In the bottom of the 7th, Judge hit a home run and we cheered politely. Then we gathered up our stuff and hopped back in the car. The Yankees scored a second run in the 7th inning off a sacrifice fly. Suddenly, as we turned on the radio for the last two innings, my heart rate was rising. 

Me and my dad drove through North Philly as John Sterling and Suzyn Waldman conducted us through the most thrilling inning of baseball we have ever experienced. Third baseman Todd Frazier led off with a single. Chase Headly followed with a line drive into the gap in left field. A Brett Gardner groundout plated the first run, putting Frazier on third. Up stepped Aaron Judge. 

Everything the Yankees had been that year started with Aaron Judge. 

Sterling described the pitch, we heard the crack of the bat…

“The 2-2…SWUNG ON AND DRIVEN TO DEEP LEFT! IT IS HIGH! IT IS FAR! It is…”

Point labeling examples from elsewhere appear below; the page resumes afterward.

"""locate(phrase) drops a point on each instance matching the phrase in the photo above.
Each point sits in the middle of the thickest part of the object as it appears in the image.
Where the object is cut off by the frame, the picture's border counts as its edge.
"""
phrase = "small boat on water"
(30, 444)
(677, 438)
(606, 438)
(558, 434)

Judge had done it. The guy who’d dragged us out of the darkness, pulled me back to Yankees baseball, restored the Bronx Bombers to all their glory, had homered in the biggest at bat of his life to give the Yankees the lead in the ALCS. It’s everything I could have possibly imagined. My dad and I exploded out of the car into the parking lot…

“Wait! Nope…it’s off the wall”

Sterlinged.

I still think about that moment. The one second of my life where Aaron Judge had gone deep to beat the mighty Houston Astros. The second where they started the next great Yankee dynasty, my great Yankees dynasty. 

Would a ‘better’ play by play guy have called that a homerun? Almost certainly not. Would a ‘better’ play by play announcer have given me that moment? No shot. Only John Sterling.

Sterling is the harborer of spring, a siren warding off all things cold and gloomy to give way for life and warmth. Sterling is the sound that echoes across my backyard on a cool June night as my dad grills burgers with one hand and throws me a football with the other. Sterling is who sat in between my parents on long drives across rolling planes in the dead of summer. Sterling is the voice of my hero’s greatest triumphs and most heartbreaking defeats, the backing track to my most treasured relationships. Sterling is the phone stuffed in my pillow after I’ve been sent to bed, turned on just loud enough to hear through the fabric. Sterling is the voice announcing over a million speakers in a million empty parking lots.

Night after night, John and Suzyn showed up to the stadium and invited the entire tri state, the entire world, to watch a ballgame with them. They kept me company for hundreds of nights, every year of my life. John Sterling is, above all else, my friend. I am heartbroken to see him go.